Il mese di agosto è definito da alcuni il mese del Paradiso per le tre feste liturgiche che lo caratterizzano: le solennità della Trasfigurazione del Signore, dell’Assunzione della Vergine e la memoria di Maria Regina. Esso ci invita a meditare sul Paradiso e a cercare, come ci esorta san Paolo, «le cose di lassù, dove è Cristo...» (cfr. Col 3,1-2).
A settembre, invece, siamo invitati a riflettere sugli inizi della storia della salvezza, con la festa della Natività della Madre del Redentore e con la memoria facoltativa del nome di Maria (nel mondo biblico il nome indica l’identità e la missione della persona), poi a metà mese, ci porta al momento culminante della nostra salvezza, alla passione e morte di Cristo, con la festa dell’Esaltazione della Croce e, il giorno successivo, la memoria dell’Addolorata.

Maria Madre addolorata

La devozione a Maria Mater Dolorosa si sviluppa in Occidente a partire dalla fine dell’anno Mille e si diffonde grandemente nei secoli successivi anche per l’opera svolta dall’Ordine dei Servi di Maria fondato nel 1233. Una testimonianza importante è la sequenza attribuita a Jacopone da Todi (1230-1306) dello Stabat Mater che ancora oggi recitiamo e cantiamo nel tempo di Quaresima e il 15 settembre.
La celebrazione della Messa votiva detta dei “Sette Dolori” fu dapprima autorizzata per il solo Ordine dei Servi di Maria nel 1668 e poi estesa a tutta la Chiesa da Papa Pio VII nel 1814. Pio X fissa in modo definitivo la data della ricorrenza il giorno successivo all’Esaltazione della santa Croce con il nuovo titolo di “Beata Vergine Maria addolorata”.
Addolorata è il titolo più sentito e anche, forse, il più amato dalla devozione popolare perché è il più vicino alla nostra realtà umana. La sofferenza, infatti, è un’esperienza universale che ci rende tutti fratelli in umanità. Il dolore è presente nella nostra vita fin dalla nascita col pianto del neonato, attraversa la nostra esistenza con intensità e forme diverse fino all’agonia e alla morte.

Devozione e culto

La tradizione, fondandosi sui brani evangelici, ha individuato nella vita della Vergine sette dolori (il numero sette indica la totalità) simboleggiati dalle spade che trafiggono il Suo Cuore, come appare in molte raffigurazioni dell’Addolorata.
Nel medioevo hanno molto contribuito alla devozione le rivelazioni a santa Brigida (Finsta-Svezia, 1303 – Roma, 23.7.1373) sui sette più intensi dolori di Maria e relative preghiere. Meno conosciute invece le successive rivelazioni alla beata Camilla Battista da Varano (9.4.1458 – Camerino, 31.5.1524).
La meditazione di queste sofferenze costituisce la Via Matris che, prendendo a modello la Via Crucis, ripercorre in sette tappe l’esperienza di dolore della Vergine.
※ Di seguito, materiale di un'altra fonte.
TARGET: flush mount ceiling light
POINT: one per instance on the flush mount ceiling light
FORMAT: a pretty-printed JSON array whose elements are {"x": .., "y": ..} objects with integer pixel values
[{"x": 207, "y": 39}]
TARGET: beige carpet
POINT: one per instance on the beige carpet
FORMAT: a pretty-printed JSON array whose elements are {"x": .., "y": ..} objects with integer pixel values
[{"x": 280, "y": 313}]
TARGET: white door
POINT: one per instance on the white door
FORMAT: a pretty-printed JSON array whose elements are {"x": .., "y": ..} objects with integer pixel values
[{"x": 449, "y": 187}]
La prima tappa presenta il dolore di Maria alla profezia di Simeone: «E anche a te una spada trafiggerà l’anima» (cfr. Lc 2,35); il secondo dolore è la fuga in Egitto per salvare la vita di Gesù (cfr. Mt 2,13-15); il terzo è l’angoscia provata da Maria e Giuseppe nei tre giorni in cui Gesù rimane nel tempio (cfr. Lc 2,31-50); il quarto è l’incontro della Madonna con il Figlio sulla via del Calvario; il quinto è la morte di Gesù (cfr. Gv 19,28-30); il sesto quando la Madre accoglie tra le sue braccia il Figlio morto deposto dalla croce; il settimo è la sepoltura di Gesù in attesa della Risurrezione. Alcuni santuari mariani, soprattutto nell’Italia Centrale e Meridionale, propongono questo percorso come itinerario penitenziale. A proposito di questa devozione riportiamo la testimonianza di papa Francesco: «A me fa bene, in tarda serata, quando prego l’Angelus, pregare questi sette dolori come un ricordo della Madre della Chiesa, come la Madre della Chiesa con tanto dolore ha partorito tutti noi» (3 aprile 2020).

Maria sotto la Croce

Il culmine del dolore di Maria è al momento della crocifissione e morte di Gesù, un dolore straziante, atroce e inenarrabile. Umanamente incomprensibile perché la Vergine non è solo una madre che assiste alla morte in croce del figlio, Lei è la madre purissima del Dio incarnato, unita a Lui intimamente, in modo unico.
Tutto in Lei è relativo a Cristo: il suo amore è immenso e così il suo dolore. Nell’anima di Maria i dolori sono il riflesso di quelli del Figlio. Scrive René Laurentin: «Soffriva delle sue stesse sofferenze. La sua partecipazione alle pene di Gesù è la compassione (=cum-pati) che la fa vivere unita a Lui nel sacrificio redentore».
Dopo la morte di Gesù, la lancia che gli trafigge il costato porta alla mente la spada predetta da Simeone. Ciò fa dire a san Bernardo: «La lancia crudele non poté arrivare all’anima del Figlio tuo... Ma a te sì. A te trapassò l’anima. L’anima di lui non era più là, ma la tua non se ne poteva assolutamente staccare. Perciò la forza del dolore trapassò la tua anima».
Sul Calvario la Madre è associata al sacrificio del Figlio e coopera alla redenzione con la sua presenza. La sua partecipazione non era necessaria alla salvezza, come affermano i teologi, ma il Padre stesso ha voluto la sua presenza attiva, la sua sofferenza e il suo consenso alla morte di Cristo, in contrasto con le affermazioni dell’angelo sul futuro glorioso di Gesù (cfr. Lc 1,31-32) al momento dell’Annunciazione.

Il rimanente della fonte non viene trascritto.